A lot in the press last weekend about the UK civil Service recruitment ad for a Director of Digital Engagement http://tinyurl.com/digitalengagementdirector
Ignoring the salary on offer mid credit crunch, was the fuss warranted?
It’s a matrix role with a small team and small budget but a very senior reporting level. But what’s its purpose? Well,for starters, the DeliveryDemon wants to know who is to be digitally engaged, what makes engagement digital, and what constitutes engagement anyway? Reading between the lines, it appears that the DDE will have to come up with those answers, apart from the ‘who’ – it appears that the recruiters are falling into the trap which marketers are climbing out of, and concentrating on the young while ignoring the existence of an internet-savvy older population.

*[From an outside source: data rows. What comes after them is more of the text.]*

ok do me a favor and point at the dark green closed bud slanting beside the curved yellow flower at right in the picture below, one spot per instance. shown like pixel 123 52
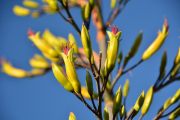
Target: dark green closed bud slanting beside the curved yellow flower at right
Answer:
pixel 134 48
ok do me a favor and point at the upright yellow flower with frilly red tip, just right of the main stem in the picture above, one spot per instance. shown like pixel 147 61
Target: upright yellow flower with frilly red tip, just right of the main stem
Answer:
pixel 112 49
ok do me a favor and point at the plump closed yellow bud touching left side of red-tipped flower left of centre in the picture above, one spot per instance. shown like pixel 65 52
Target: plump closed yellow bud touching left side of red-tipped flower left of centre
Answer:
pixel 61 78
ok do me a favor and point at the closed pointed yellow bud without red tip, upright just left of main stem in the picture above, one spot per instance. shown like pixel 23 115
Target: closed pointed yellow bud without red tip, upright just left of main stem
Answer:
pixel 86 42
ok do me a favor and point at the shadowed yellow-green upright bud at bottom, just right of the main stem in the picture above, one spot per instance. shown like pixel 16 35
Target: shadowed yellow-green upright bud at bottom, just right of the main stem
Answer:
pixel 117 101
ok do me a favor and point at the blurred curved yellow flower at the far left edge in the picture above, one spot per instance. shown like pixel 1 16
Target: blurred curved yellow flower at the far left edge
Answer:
pixel 8 69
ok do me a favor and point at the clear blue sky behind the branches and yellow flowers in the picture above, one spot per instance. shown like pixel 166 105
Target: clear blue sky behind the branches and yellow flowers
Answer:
pixel 42 98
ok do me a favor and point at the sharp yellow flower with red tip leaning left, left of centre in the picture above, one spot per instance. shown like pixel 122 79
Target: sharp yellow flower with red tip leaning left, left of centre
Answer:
pixel 67 56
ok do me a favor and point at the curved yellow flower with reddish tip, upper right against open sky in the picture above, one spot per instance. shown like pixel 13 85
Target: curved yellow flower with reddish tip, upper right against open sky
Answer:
pixel 157 42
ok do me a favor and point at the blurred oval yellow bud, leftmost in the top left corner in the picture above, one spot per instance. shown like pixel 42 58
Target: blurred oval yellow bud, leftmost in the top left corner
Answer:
pixel 20 11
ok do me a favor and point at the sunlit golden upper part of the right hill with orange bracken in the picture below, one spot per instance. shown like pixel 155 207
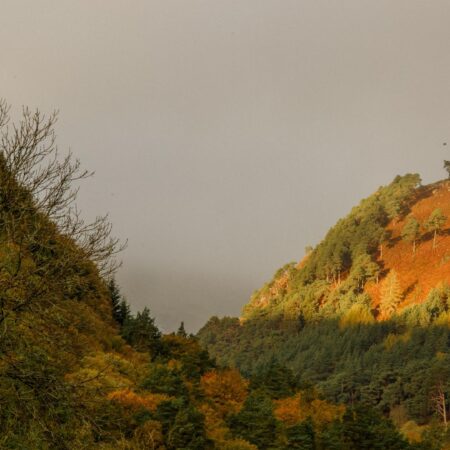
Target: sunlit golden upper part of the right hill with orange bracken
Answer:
pixel 386 256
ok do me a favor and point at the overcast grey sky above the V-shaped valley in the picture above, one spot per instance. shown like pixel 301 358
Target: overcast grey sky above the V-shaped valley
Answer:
pixel 227 135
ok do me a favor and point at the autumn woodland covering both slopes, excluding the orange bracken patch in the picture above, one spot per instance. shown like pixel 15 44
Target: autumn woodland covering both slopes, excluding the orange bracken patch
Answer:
pixel 315 369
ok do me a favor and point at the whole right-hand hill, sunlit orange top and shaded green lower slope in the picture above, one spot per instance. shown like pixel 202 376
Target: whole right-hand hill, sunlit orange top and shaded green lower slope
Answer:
pixel 365 315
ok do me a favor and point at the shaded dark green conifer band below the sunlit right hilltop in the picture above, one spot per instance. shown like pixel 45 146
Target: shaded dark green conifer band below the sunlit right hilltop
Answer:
pixel 382 364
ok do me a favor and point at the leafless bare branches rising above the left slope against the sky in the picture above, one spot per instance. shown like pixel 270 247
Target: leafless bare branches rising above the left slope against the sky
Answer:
pixel 32 161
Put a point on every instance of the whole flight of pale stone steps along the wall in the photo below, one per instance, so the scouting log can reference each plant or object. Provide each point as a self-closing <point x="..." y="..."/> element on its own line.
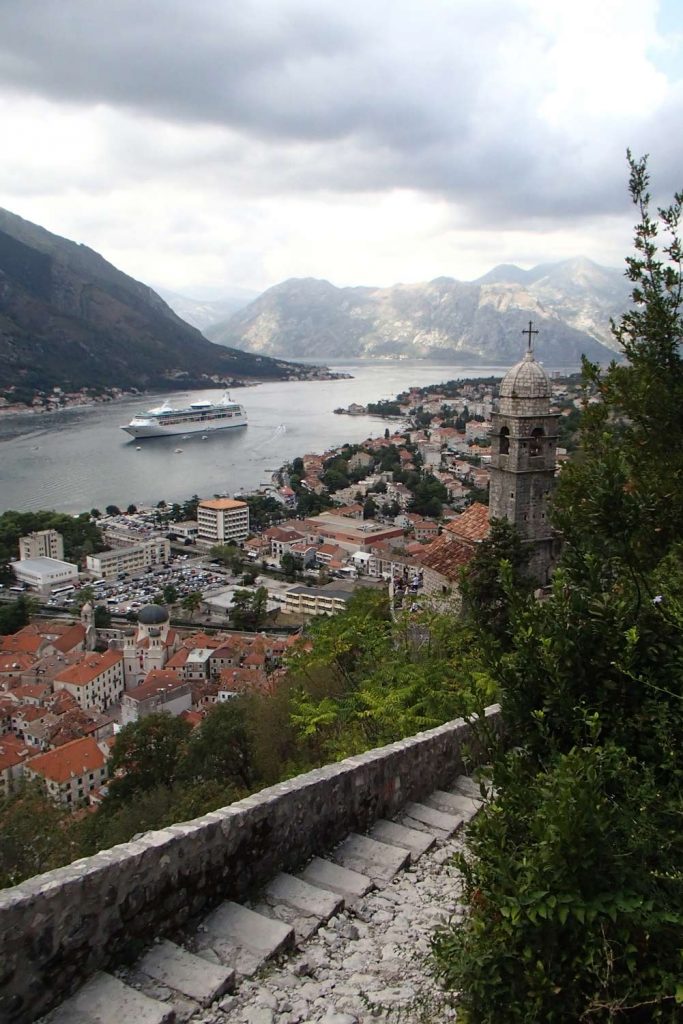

Is it spin, or is there a real purpose behind the role? There are lots of weasel words – work with, act as, head of profession, feel they are accountable, work differently, break new ground, influence, embed…. All very aspirational and spin-like. There are also some apparently hard deliverables and measures:
- 6 months to deliver a strategy and implementation plan and show ‘concrete signs of momentum’ in executing it
- effective and efficient use of hardware and software
- introduce new techniques and software
- convene an expert advisory group
- effective use of digital spend
- save significant sums
There’s a distinct step into the contradictory with the expectation that a ‘world class’ pattern of usage of fast-evolving technology will still be seen as world class after sufficient time has elapsed for it to become embedded in the normal work of government. Look behind the spin. Does the taxpayer actually want to pay for something world class, whatever world class means? Or should the aim be something which works effectively and reliably without costing the equivalent of the budget of a small country the baleout cost of a large bank?
Only time will tell whether such a role can make government departments into more effective communicators through the use of a wide range of technology. The DeliveryDemon fears that the underlying requirement for effective communication has been lost in the focus on playing with new technology.